Hintergrund: Scholz erzählte einst, dass er von dem Bestseller-Buch von J.D. Vance „Hillbilly Elegy“ zu Tränen gerührt gewesen sei. Später bezeichnete er es als „Tragik“, dass Vance sich von einem Trump-Gegner zu dessen Befürworter entwickelt habe. Über das Buch-Thema könne er „heute mit dem Autor wohl nicht mehr diskutieren, fürchte ich“.

„Als Trump da war, war Europa nicht im Krieg“

… über Ricarda Langs Warnung, eine Trump-Regierung mit Vance wäre schlecht für Europa: „Europa ist im Krieg.

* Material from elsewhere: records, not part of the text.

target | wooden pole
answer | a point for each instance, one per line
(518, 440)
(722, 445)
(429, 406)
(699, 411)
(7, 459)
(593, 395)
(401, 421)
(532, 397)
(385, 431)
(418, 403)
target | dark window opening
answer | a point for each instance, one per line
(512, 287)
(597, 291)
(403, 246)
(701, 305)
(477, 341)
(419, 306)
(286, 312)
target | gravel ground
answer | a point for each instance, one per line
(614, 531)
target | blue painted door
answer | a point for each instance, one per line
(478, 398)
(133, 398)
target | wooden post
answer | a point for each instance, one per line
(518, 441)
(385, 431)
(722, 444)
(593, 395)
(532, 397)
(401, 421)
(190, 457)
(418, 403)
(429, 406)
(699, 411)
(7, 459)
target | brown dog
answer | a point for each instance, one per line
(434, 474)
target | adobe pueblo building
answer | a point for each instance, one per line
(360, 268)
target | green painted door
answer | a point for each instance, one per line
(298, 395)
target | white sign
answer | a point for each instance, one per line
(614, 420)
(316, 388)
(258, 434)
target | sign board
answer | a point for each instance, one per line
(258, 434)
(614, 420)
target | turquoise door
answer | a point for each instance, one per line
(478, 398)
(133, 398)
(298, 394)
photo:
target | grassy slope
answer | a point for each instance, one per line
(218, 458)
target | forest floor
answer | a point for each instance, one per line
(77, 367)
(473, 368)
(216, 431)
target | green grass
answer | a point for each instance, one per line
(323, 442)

Als Trump da war, war Europa nicht im Krieg.“

… die Bundesregierung und was sie anders machen muss: „Regierungen, die sich um ihre Bevölkerung kümmern, sind die erfolgreichen. Deutschland muss Germany First anstellen.“

Hat gute Chancen, im Falle eines Trump-Wahlsiegs nächster US-Außenminister zu werden: Richard Grenell. Er hält seit Jahren treu zu Trump, gehört zu seinem engen Umfeld
Foto: GIORGOS MOUTAFIS

… Donald Trump: „Ziemlich einfacher Typ, fantastisch darin, eine Idee hin- und herzudiskutieren, bis ein guter Deal rauskommt.“ Tipp an Scholz: Er sollte Trump anrufen.

… US-Präsident Joe Biden: „Ich glaube, er wird von den Eliten von der Bühne gedrängt, die die Demokratie aushöhlen. (…) Wollen Sie mir erzählen, dass Joe Biden im Juli 2024 plötzlich an Demenz erkrankt ist? Das haben wir alle im letzten Jahr gesehen. Sie haben ihn gewählt, und sie wussten genau, wer er ist.“ ABER: Die Demokraten-Wähler, so Grenell, wollten Biden gar nicht austauschen.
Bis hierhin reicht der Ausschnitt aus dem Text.